Well, again, we have, we are expecting additional regulation. We may see changes in regulation, and then we may see an evolution in how those regulations are interpreted. This is almost ne necessarily going to require more fine grain policy control. There may be overlaps between what regulations require between jurisdictions, but there may not be in some case too. So having a platform that allows you to implement different regulations and, and facilitate compliance is gonna require, you know, a greater degree of control at the data level.
And then to be able to produce metrics that show how well you're complying with the different regulations.
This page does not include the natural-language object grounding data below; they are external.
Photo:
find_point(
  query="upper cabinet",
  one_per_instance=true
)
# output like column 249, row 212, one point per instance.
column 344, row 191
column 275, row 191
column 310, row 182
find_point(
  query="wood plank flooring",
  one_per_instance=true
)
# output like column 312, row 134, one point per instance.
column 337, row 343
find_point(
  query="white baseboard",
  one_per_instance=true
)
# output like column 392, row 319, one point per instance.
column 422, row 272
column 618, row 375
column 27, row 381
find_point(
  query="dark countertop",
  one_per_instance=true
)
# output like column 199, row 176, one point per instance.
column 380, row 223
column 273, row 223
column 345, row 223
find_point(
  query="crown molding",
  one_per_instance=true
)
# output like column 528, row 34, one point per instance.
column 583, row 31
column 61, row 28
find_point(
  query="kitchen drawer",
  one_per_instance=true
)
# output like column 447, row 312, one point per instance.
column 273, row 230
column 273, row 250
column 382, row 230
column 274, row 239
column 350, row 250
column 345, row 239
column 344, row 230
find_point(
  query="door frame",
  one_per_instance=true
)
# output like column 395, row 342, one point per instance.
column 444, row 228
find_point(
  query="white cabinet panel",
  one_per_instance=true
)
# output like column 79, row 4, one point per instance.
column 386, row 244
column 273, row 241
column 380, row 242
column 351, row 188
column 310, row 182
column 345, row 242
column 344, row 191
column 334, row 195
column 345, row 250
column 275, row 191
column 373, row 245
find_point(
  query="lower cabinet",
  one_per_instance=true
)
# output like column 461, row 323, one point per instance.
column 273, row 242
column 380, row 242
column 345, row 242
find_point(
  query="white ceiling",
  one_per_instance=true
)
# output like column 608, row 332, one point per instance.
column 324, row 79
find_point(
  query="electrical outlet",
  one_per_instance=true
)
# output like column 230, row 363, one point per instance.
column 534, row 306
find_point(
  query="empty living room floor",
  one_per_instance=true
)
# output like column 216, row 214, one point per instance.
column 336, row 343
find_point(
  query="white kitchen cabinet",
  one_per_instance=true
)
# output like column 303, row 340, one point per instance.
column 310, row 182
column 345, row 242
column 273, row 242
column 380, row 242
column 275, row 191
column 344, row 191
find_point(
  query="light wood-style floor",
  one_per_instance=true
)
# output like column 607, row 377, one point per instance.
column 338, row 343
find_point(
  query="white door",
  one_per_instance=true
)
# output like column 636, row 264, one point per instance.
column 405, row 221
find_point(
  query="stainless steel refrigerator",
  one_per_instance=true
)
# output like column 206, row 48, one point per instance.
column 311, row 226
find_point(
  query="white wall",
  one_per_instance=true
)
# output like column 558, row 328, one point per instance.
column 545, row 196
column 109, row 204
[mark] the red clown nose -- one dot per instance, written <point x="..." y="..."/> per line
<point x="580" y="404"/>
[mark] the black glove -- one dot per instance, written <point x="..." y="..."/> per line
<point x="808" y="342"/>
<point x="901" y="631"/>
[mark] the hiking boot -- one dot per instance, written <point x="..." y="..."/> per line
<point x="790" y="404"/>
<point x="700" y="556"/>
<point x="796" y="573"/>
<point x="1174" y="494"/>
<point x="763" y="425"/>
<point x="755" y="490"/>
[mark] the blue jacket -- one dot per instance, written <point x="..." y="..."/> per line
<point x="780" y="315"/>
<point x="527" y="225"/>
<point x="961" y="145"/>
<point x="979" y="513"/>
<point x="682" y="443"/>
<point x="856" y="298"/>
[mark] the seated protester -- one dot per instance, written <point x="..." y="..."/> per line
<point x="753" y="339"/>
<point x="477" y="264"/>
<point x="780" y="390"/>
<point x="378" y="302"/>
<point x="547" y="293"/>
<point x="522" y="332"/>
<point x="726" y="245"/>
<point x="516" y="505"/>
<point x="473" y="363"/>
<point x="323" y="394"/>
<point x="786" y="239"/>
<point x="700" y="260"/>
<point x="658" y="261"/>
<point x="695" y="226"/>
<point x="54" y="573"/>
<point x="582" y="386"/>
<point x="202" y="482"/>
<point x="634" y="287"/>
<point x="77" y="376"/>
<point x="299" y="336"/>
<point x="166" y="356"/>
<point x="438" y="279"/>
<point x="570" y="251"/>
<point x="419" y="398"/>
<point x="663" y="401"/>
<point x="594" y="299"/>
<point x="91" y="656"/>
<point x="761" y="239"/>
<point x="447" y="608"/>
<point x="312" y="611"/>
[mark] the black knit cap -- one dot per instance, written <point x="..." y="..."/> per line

I've talked a bit about how consumers submit DSRs being able to protect these communications is paramount too. It's difficult if you're somebody's mailing in something physically, but if they're using email or a web Porwal companies need to be able to protect that information as well, the channel that it, and, and the contents of the complaint.
So protecting encrypting the channel encrypting what's stored encrypting all aspects of the communication and providing access controls for that will be a paramount concern too. There's a role for emerging technology. Blockchain has a strength for creating auditable records that can be really useful for privacy and consent, but none have really gained any attraction here yet.
We do see can Tara's consent receipts, specification that's, you know, a pretty straightforward way of generating a text based receipt with, you know, a minimum number of fields that are useful for tracking whether or not somebody has consented or withdrawn their consent. So that's something that we expect to see greater uptake of in the future. And then lastly, here, future data misuse. I was hinting about that with changing interpretations. We may see things that are considered okay to do with consumer data today, but in the years ahead, interpretation of these regulations may change.
And if so, these can sit in privacy management platforms have to be responsive to not only changes in additions to regulations around privacy around the world, but again, how, how are they interpreted from interpreted from one place to another? And with that, I will conclude and thank you for attending the event.